United Nations: A frequent target

The attack on the United Nations headquarters in Baghdad, which left nearly 20 dead, more than a 130 injured, and claimed the life of a senior official, was not the only attack on a UN target in recent months.

Mourning again: UN flag flies at half mast in New York

And the life of another top UN official has been claimed before by radicals from a Middle Eastern country – though it may surprise some to learn the offenders were Israelis.

An Iraqi driver for the UN was killed and a foreign worker were injured in July when their vehicle was hit by gunfire and crashed into a bus south of Baghdad. It was the first attack on the UN in Iraq since Saddam Hussein was toppled.

“This is, of course, an isolated incident in terms of the UN being targeted,” Ahmad Fawzi, a UN spokesman, told Reuters shortly after the attack.

But the record shows the UN’s numerous agencies, and the people who staff them, have often been targets. The victims range from armed peacekeepers and, quite frequently, unarmed personnel engaged in humanitarian or administrative work.

Dangerous missions

The UN police force in Kosovo suffered its first fatal attack early in August. An officer was shot and killed in a sniper ambush while driving towards the flashpoint Serb-dominated town of Mitrovica.

Three weeks earlier, unknown attackers hurled hand grenades at the offices of the International Fund for Agriculture Development (IFAD) and United Nations development programme (UNDP) in the northern Pakistani town of Chilas. One person was injured in what was the seventh such attack in the district.

In May, a UN sector commander was injured in a machete attack when the peacekeeping mission office was stormed by enraged mobs the Democratic Republic of Congo. Civilians and paramilitaries also used machine guns and grenades in the ethnically volatile town of Bunia.

This year has been no exception. At least eight UN personnel were killed and dozens wounded along the border separating east and west Timor between 1999 and 2002. The attacks were blamed on Indonesian militias opposed to East Timorese independence and what they saw as outside interference favouring the separatists. Most of the UN personnel killed were refugee agency staff.

Zionist radicals killed UN envoy Count Folke Bernadotte in1947
Zionist radicals killed UN envoy Count Folke Bernadotte in1947

Zionist radicals killed UN envoy
Count Folke Bernadotte in1947

The UN suffered serious losses in Africa in the late 1990s. In December 1998, UNITA rebels shot down a UN aircraft, which had been delivering logistical equipment to its forces in Angola. Fourteen people were on board, including 10 UN staff and four crew members.

The following month, a second UN aircraft was shot down, with four UN personnel and four crew members on board.

Qana massacre

But the most egregious assault on a UN position in recent years remains the Israeli shelling of its base at Qana, south Lebanon.

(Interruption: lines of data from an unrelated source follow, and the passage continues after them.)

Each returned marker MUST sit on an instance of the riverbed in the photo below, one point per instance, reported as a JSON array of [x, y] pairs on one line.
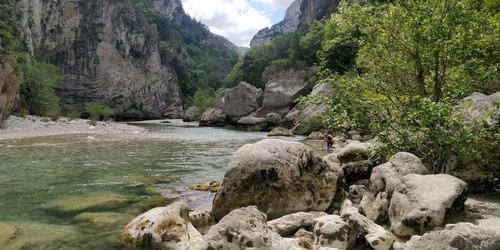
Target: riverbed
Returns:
[[79, 191]]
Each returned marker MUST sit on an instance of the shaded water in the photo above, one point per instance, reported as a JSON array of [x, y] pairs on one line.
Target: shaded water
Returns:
[[71, 192]]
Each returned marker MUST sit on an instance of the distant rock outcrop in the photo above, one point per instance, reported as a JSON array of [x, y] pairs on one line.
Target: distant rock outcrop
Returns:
[[300, 11], [109, 52], [105, 54], [9, 83]]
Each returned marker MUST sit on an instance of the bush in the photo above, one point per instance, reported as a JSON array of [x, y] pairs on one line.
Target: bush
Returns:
[[203, 99], [98, 111], [37, 90]]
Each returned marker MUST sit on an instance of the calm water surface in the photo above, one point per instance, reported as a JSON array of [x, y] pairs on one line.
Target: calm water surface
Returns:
[[72, 192]]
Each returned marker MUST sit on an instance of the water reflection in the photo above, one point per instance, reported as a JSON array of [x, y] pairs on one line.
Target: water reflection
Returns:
[[69, 192]]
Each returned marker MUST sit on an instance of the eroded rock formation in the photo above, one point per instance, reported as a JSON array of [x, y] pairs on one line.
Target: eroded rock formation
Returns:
[[105, 52]]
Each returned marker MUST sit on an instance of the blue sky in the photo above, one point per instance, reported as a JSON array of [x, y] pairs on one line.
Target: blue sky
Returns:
[[237, 20]]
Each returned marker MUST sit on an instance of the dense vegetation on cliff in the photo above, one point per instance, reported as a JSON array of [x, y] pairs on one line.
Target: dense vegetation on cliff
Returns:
[[398, 69], [201, 59], [36, 80]]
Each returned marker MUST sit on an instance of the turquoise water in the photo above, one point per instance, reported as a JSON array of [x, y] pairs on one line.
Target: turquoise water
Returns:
[[72, 192]]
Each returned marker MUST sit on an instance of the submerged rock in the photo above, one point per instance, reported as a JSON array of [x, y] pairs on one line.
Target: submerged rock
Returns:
[[457, 236], [279, 131], [102, 219], [7, 232], [212, 186], [213, 117], [279, 177]]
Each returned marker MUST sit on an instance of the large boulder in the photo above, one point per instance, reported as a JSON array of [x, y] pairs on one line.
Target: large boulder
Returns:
[[383, 180], [290, 224], [239, 101], [244, 228], [277, 176], [282, 89], [350, 230], [478, 105], [457, 236], [421, 202], [357, 161], [375, 235], [299, 112], [213, 118], [162, 228]]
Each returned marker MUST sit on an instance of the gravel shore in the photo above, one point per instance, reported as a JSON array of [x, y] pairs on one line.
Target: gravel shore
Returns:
[[33, 126]]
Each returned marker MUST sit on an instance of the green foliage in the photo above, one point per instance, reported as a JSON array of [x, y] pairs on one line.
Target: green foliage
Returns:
[[203, 99], [309, 125], [12, 50], [199, 58], [398, 68], [282, 52], [98, 111], [37, 92]]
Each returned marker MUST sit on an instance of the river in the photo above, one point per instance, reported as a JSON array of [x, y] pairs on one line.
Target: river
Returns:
[[75, 192]]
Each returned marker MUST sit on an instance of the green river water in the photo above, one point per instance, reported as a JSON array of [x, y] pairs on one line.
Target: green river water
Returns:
[[72, 192]]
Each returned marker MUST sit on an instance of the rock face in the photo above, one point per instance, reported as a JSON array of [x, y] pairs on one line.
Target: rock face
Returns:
[[278, 177], [9, 84], [421, 202], [105, 53], [239, 101], [243, 228], [383, 180], [162, 228], [282, 89], [300, 11], [299, 112]]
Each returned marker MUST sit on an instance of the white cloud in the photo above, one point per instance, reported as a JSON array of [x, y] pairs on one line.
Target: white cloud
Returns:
[[275, 4], [237, 20]]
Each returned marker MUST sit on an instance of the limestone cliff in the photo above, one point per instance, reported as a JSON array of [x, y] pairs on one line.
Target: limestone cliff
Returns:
[[300, 11], [105, 52]]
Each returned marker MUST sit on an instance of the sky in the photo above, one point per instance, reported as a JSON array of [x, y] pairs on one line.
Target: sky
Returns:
[[237, 20]]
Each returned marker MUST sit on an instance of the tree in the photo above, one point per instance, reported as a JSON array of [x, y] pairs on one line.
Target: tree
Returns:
[[414, 61], [37, 92]]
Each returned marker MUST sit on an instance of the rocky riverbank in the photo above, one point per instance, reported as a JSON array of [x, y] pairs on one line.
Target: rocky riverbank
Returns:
[[283, 195], [33, 126]]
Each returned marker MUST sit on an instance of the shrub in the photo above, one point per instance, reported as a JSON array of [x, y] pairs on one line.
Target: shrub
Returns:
[[37, 90], [203, 99], [309, 125]]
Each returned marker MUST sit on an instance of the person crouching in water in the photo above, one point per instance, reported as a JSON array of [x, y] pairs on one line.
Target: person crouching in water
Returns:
[[328, 139]]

Israeli artillery pounded the site in April 1996, though Lebanese refuges, sheltering in what they thought would be a safe place, bore the brunt of the attack. More than a hundred civilians were slaughtered. 

Israel insisted it was aiming at Hizb Allah fighters operating in the area, and that its gunners had hit the UN base by mistake.

A UN investigation later concluded the base had been deliberately targeted by Israeli gunners. It noted that the trajectory of Israeli artillery shells indicated the gunners knew what they were hitting. UN personnel had also filmed an Israeli reconnaisance drone in the area, which the Israel initially denied had been present until the video evidence surfaced.

And Tuesday’s death of the UN’s special representative to Iraq also has a tragic precedent – again, at Israeli hands.

Envoy assassinated

In September 1947, Zionist extremists ambushed a convoy carrying Count Folke Bernadotte of Sweden in Jewish-controlled west Jerusalem. The 54-year-old UN mediator for Palestine was killed by six bullets fired at point blank range. A French officer sitting next to Bernadotte was also killed.

The assassins were members of the Stern Gang, whose leaders included Yitzhak Shamir, a future prime minister of Israel.

Bernadotte had angered Jewish zealots by suggesting all Jerusalem should be handed to Jordan, since the area around the city was Arab. Bernadotte later withdrew his proposal after much Zionist criticism and restated the original UN formula of internationalising Jerusalem. But the UN envoy’s fate had already been decided by Shamir’s gunmen.

Israel’s reluctance to prosecute the assassins earned Tel Aviv its first criticism from UN Security Council. And an official Swedish inquiry found Israel’s inquiry had been so lax that it cast doubt on its sincerity.

Israel reportedly paid the United Nations about $50,000 in 1950 as a form of compensation, without admitting responsibility for the murder.